The Court considered that the notice was formulated in good faith. An attempt had been made to quantify the warranty claims, albeit they were wrong. The Seller was provided with the information required to challenge the Buyer’s claim. That could include challenging the basis of the valuation of the claim.
The Court’s approach is encapsulated in the following quotation:
“… so long as what is put forward in the Notice of Claim is a genuine estimate, it is as a matter of fact ‘the Buyer’s calculation of the Loss thereby alleged to have been suffered’, which is all that the clause requires. There is nothing in the clause to set in stone the calculation of the loss which is stated in the Notice of Claim. If further reflection indicates that the calculation is legally unsound, or capable of improvement, there is nothing in the clause and no good reason to insist that the buyer should be held to the way in which the calculation was formulated in the Notice of Claim. On the contrary, the notice has served its purpose by preventing the claim from becoming barred, and the parties will move forward promptly (if they cannot resolve the matter) to litigation…”

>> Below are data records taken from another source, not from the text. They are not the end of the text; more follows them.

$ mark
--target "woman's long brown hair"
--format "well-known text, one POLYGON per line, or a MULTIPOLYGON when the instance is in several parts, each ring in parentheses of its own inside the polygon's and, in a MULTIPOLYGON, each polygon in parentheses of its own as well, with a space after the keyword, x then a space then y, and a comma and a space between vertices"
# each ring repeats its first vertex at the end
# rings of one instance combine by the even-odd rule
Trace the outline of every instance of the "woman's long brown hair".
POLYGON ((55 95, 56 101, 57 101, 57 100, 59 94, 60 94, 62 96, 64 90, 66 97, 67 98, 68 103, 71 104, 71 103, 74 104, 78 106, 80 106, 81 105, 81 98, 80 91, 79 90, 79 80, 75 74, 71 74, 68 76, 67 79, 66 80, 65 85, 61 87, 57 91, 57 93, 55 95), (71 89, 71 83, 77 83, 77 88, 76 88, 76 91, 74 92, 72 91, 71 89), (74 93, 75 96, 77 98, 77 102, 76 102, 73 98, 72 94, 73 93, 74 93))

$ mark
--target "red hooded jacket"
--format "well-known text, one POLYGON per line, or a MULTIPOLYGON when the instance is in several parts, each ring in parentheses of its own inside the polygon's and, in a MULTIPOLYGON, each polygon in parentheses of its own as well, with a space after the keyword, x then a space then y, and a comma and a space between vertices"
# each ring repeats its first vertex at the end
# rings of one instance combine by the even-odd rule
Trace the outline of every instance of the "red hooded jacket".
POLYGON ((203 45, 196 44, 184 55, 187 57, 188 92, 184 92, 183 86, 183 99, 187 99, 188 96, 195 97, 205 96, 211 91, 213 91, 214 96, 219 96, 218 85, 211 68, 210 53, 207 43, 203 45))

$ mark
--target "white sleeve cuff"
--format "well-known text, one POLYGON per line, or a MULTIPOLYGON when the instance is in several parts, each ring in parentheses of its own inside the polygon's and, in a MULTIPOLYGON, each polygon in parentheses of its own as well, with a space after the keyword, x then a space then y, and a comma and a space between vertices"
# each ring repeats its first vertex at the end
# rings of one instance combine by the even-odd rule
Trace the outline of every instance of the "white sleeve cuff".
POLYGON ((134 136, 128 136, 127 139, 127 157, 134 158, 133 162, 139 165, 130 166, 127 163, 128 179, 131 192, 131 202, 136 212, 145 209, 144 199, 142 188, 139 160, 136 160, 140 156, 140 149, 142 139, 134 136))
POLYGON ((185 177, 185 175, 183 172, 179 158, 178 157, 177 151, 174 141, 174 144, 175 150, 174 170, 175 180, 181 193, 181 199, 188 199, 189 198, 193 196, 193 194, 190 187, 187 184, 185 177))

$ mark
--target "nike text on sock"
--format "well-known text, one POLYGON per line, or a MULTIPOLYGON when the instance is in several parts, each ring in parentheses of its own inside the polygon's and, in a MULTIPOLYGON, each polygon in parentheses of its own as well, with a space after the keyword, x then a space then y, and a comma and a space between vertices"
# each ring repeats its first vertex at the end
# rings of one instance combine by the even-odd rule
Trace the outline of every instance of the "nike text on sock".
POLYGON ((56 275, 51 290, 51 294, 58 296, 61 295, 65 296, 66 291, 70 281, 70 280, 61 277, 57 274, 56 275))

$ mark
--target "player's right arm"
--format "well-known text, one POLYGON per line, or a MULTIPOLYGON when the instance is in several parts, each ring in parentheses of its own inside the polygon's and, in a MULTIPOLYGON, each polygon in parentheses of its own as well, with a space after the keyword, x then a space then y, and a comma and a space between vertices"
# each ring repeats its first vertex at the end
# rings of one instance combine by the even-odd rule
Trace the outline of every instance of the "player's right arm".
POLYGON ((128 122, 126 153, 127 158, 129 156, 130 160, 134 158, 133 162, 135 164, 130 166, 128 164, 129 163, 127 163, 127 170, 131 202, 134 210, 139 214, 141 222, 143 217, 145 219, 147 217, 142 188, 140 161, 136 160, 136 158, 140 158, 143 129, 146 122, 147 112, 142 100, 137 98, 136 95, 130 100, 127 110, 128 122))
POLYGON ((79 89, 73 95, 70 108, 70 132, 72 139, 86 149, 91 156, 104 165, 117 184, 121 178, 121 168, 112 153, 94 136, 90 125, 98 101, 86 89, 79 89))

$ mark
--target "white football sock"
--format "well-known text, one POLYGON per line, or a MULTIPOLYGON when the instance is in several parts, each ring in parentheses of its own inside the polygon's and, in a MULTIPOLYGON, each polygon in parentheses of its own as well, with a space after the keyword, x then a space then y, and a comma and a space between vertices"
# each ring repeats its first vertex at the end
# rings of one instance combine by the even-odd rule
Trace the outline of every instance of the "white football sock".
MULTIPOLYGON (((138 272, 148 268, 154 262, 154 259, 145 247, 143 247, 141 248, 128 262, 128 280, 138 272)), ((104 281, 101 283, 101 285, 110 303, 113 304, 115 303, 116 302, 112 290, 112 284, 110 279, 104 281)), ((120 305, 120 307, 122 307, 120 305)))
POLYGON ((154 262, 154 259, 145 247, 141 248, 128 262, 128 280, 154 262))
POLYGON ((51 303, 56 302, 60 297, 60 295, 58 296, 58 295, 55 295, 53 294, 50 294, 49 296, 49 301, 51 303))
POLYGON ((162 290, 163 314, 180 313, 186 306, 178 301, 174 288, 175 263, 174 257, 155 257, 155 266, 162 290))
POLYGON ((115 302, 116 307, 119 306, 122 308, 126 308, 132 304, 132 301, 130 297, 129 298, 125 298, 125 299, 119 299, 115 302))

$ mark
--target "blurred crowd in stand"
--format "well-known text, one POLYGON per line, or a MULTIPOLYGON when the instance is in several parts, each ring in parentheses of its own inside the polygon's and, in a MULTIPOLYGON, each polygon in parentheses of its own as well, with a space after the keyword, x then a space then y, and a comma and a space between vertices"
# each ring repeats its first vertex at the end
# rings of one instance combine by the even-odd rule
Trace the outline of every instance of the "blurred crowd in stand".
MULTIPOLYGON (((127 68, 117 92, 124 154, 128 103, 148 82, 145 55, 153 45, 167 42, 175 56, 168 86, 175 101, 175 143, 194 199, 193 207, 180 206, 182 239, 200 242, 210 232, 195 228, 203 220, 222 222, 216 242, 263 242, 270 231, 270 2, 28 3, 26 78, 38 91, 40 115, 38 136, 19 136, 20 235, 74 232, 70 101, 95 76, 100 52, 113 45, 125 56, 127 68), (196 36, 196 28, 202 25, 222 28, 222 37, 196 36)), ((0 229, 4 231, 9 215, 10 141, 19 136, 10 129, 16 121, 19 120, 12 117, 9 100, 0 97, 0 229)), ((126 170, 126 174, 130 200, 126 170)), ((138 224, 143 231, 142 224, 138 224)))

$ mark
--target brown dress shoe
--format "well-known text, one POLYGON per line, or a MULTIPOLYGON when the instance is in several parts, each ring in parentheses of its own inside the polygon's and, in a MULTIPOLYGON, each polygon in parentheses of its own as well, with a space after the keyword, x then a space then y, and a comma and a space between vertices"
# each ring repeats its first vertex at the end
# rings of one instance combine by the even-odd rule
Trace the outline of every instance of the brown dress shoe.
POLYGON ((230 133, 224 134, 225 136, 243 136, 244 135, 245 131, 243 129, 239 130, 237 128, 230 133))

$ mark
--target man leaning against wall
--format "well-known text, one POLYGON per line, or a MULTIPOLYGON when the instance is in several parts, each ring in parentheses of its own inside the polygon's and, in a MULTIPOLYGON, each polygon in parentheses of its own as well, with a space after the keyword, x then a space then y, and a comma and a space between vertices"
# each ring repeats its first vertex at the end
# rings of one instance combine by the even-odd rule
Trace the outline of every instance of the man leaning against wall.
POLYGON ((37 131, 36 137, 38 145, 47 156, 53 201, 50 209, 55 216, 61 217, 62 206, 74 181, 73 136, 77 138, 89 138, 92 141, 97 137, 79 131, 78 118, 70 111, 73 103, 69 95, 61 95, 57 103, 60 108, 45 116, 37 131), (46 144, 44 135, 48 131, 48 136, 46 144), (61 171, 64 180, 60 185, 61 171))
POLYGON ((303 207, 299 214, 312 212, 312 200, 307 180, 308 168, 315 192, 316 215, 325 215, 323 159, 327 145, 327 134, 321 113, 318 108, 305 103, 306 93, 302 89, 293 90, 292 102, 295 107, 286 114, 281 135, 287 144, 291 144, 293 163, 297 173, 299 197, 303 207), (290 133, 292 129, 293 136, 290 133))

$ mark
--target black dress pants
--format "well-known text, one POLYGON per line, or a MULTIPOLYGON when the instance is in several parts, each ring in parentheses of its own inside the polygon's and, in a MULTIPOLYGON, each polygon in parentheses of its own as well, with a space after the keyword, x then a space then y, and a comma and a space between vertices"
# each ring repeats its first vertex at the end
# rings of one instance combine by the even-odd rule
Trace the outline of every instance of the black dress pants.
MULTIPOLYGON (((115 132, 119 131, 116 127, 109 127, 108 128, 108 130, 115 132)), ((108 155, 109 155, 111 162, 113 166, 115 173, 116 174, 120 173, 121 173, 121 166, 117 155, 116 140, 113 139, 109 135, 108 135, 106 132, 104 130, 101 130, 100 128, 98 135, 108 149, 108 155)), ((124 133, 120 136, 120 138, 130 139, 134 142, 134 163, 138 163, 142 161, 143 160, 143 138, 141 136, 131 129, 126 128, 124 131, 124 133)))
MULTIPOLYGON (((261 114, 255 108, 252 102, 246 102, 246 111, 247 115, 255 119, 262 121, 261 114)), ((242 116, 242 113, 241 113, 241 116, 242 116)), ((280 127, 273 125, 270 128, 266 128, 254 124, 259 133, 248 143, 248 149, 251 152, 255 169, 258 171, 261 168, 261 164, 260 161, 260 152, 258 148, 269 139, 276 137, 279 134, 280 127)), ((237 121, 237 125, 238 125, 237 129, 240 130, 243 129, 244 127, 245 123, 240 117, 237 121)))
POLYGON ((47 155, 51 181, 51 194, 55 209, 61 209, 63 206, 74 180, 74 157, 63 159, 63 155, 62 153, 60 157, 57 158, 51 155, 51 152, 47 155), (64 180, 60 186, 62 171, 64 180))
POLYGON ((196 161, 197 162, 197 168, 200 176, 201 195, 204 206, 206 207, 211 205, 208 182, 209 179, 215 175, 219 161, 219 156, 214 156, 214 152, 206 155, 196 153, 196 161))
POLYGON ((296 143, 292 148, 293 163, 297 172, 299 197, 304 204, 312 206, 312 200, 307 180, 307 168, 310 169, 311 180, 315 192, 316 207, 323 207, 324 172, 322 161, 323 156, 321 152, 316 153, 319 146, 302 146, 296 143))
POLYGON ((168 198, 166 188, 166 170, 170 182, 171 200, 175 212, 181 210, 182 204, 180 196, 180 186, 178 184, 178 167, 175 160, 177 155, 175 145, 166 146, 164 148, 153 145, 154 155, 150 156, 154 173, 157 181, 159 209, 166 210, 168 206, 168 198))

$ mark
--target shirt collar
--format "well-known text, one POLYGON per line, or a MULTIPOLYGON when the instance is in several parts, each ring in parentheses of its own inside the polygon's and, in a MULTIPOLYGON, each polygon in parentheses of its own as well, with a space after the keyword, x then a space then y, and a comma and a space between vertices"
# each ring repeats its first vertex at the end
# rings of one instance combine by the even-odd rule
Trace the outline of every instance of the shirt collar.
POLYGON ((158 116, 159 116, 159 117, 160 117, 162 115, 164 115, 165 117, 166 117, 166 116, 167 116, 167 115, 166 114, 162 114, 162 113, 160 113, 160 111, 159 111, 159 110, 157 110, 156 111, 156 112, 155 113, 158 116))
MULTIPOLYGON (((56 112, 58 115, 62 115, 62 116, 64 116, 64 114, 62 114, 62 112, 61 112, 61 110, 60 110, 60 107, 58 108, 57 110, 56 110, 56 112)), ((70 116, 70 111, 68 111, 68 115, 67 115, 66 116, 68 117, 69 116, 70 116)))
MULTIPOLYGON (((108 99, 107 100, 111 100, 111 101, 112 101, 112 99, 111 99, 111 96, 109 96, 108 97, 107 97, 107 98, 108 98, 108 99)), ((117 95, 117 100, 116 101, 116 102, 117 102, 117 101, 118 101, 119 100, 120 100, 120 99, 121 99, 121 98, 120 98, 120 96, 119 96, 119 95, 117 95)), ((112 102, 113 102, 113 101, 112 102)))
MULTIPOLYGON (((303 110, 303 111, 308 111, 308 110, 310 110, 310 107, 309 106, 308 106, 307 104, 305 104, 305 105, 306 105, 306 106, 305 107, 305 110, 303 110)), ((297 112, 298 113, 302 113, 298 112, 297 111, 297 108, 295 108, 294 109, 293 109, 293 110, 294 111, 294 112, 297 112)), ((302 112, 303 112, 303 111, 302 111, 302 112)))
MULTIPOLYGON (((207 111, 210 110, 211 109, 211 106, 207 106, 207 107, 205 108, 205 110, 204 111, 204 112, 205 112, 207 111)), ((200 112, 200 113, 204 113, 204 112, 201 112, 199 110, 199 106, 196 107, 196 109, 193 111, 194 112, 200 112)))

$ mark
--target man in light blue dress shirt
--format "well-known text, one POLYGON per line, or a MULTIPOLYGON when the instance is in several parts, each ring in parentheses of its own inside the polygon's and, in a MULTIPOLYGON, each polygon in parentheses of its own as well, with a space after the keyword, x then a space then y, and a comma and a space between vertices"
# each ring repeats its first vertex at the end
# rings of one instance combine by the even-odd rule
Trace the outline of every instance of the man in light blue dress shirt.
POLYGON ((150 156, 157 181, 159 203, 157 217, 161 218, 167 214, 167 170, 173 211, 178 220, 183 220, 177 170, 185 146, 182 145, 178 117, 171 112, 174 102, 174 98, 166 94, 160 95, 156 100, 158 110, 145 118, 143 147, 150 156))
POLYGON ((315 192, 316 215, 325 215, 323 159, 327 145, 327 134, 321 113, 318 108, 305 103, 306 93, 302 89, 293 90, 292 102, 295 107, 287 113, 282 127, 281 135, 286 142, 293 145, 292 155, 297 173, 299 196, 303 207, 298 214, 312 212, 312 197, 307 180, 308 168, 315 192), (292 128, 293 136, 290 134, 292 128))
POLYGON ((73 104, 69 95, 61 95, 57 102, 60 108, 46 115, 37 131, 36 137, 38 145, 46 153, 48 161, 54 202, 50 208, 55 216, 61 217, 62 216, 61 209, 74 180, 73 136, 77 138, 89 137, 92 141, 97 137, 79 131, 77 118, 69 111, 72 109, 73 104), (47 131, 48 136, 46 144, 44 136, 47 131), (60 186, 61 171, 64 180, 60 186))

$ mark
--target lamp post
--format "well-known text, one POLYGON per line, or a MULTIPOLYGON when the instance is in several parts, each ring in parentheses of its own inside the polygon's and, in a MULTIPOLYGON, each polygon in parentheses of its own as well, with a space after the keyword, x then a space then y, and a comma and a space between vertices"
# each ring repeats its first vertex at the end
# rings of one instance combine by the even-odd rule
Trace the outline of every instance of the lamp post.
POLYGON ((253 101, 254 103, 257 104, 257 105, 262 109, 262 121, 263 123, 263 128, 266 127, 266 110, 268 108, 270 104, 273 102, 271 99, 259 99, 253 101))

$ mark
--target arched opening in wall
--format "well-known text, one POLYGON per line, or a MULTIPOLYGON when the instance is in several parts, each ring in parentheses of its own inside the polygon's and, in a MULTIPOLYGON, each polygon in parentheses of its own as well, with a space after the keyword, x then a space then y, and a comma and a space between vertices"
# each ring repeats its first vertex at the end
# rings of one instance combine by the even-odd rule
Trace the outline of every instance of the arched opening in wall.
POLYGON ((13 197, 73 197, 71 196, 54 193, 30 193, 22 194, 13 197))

The Buyer also sought to amend its Particulars of Claim to quantify its indemnity claim based on the alleged drop in value of the Target. This approach is interesting: the calculation of indemnity damages is different from warranty damages. An indemnity covers all of the losses that flow from the statement being incorrect. The latter focusses on the difference in value of the Target as a result of the warranty being incorrect. In any event, given that the time limit for indemnity based claims was seven years under the Claim Notification Clause, the amendment to that claim was still well within time.
Commentary
The case will be of obvious interest to any W&I insurers who underwrite Seller-side policies. These turn on there being legal liability under the SPA. Therefore, any broadening of the Seller’s liability also broadens insurers’ exposure.
For Buyer-side W&I insurers (the vast majority of W&I insurance that is now procured) this may help inform the approach the Courts take to claim notification clauses in the policies. It is worth restating that the language in the notification will be crucial. However, this decision shows a willingness on the part of the Court to permit claims to proceed if sufficient information has been provided in time to allow the notified matter to be assessed, even if some of the detail turns out to have been incorrect.
Recent court decisions have flipped between a stricter approach to the language used and a more purposive approach. In this case, the Court followed the language used, even though it produced a result favourable to the Buyer. The Buyer had quantified its claim in the notice. It has just used the incorrect basis of calculation.
It is in marked contrast to the approach of the Court of Appeal in Decision Holdings, reported last year (see our article) and indeed the previous judgment in Teoco v Aircom (see our article). In Decision Holdings, although the Buyer had attempted to quantify its losses, the Court of Appeal held that the notice was defective because the Seller had not separately quantified each individual breach of warranty. It will be interesting to see how future courts interpret attempts to quantify losses at notification stage.